Bible Studies
Written by Jim Jordal   
Wednesday, 07 January 2015


By Jim Jordal

Legend has it that British Prime Minister Benjamin Disraeli once identified three types of lies used by his political enemies: “Lies, damn lies, and statistics.” Today we’ll look briefly at several fallacious statements often used by persons of wealth to help cover their tracks and persuade the gullible public that their great wealth is good for them and for the country.

First is the old lie that “A rising tide lifts all boats.” That is, if they aren’t sunk and already lying on the bottom, which a good share of the poverty-stricken working public already is. The recent, well-touted reductions in the unemployment figures fail to include the hopeless, demoralized sufferers who have given up the job search, and now survive any way they can. The rising tide didn’t lift them! Nor did it lift those who finally got a job, but at a wage so low as to be an insult. Employment is up, but family income is stagnant or even declining. So the rising tide has seemingly passed all but the top few percent of Americans as the yachts of the rich rise far faster than the rowboats of the working poor.

Second is the flawed “trickle down” theory that wealth put in at the top trickles down to those lower on the economic ladder. But the proponents of wealth have got it backward: What filters down is not wealth, but suffering and hopelessness. What filters up is wealth and power and the outrageous arrogance of great wealth that never tires of seeking new toys and possessions to flout their riches.

The trickle-down theory assumes that the rich will spend their newfound largesse in job-creating investment, thereby aiding the poor. But it’s becoming clear that the super-sized gains of the plutocrats are not spent in job creation, but in conspicuous consumption and in extremely shaky and non-productive  “investments” like the infamous derivatives and debt swaps.

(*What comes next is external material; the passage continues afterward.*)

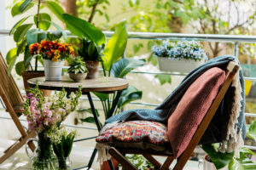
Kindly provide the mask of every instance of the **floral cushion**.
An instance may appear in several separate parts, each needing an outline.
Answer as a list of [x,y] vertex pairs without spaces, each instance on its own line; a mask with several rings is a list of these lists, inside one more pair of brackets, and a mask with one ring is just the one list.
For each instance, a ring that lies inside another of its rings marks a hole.
[[[129,121],[104,129],[96,140],[113,146],[163,150],[170,145],[166,131],[166,126],[160,122]],[[154,145],[160,147],[154,148]]]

Third is the evasion that it’s free markets rather than people, corporations, or governments that are responsible for economic deprivation, unemployment, and financial oppression. When a corporation makes a decision to offshore 10,000 jobs, with a consequent deadening impact on the local economy, they reject responsibility with the claim “it was just the market.” The idea goes back to Adam Smith’s famous “invisible hand,” that somehow attributes a certain wisdom to the market, with the corollary concept that free markets always self-correct, thus wiping out any temporary losses or public discontent.

But markets don’t make decisions, people do. Neither do corporations or governments make damaging decisions; their individual board members or political leaders make the decisions, then blame it on market pressures. But jobs and human welfare are destroyed through damaging moral decisions that cannot rightly be blamed on inanimate, unfeeling markets.

All this reminds me of the farmer in Lindstrom of a century ago who sold an old, ragged horse to a neighbor. After a few days the neighbor brought the horse back with the comment, “Hey, You didn’t tell me this horse is blind.” Yes, I did, exclaimed the irate seller, “I told you he didn’t look so good!” This story illustrates another form of deceit: the use of common words or phrases that unfortunately don’t mean the same to all people and so transfer false or hidden meanings.

Each of these views can be “proven” using doctored, devious, false statistics. When you hear statistics used to support a view that all common sense says is erroneous, think before you accept it. What goal does the presenter have in mind? What will be the probable outcome? What is the background of the figures being offered? What has been omitted from the argument? And probably the best inoculation against the acceptance of error: Follow the money! Who gains and who loses?

Today, there seems to be little prohibition against outright lying in the political and economic arenas. God says he hates lying, and so should we in the churches of America.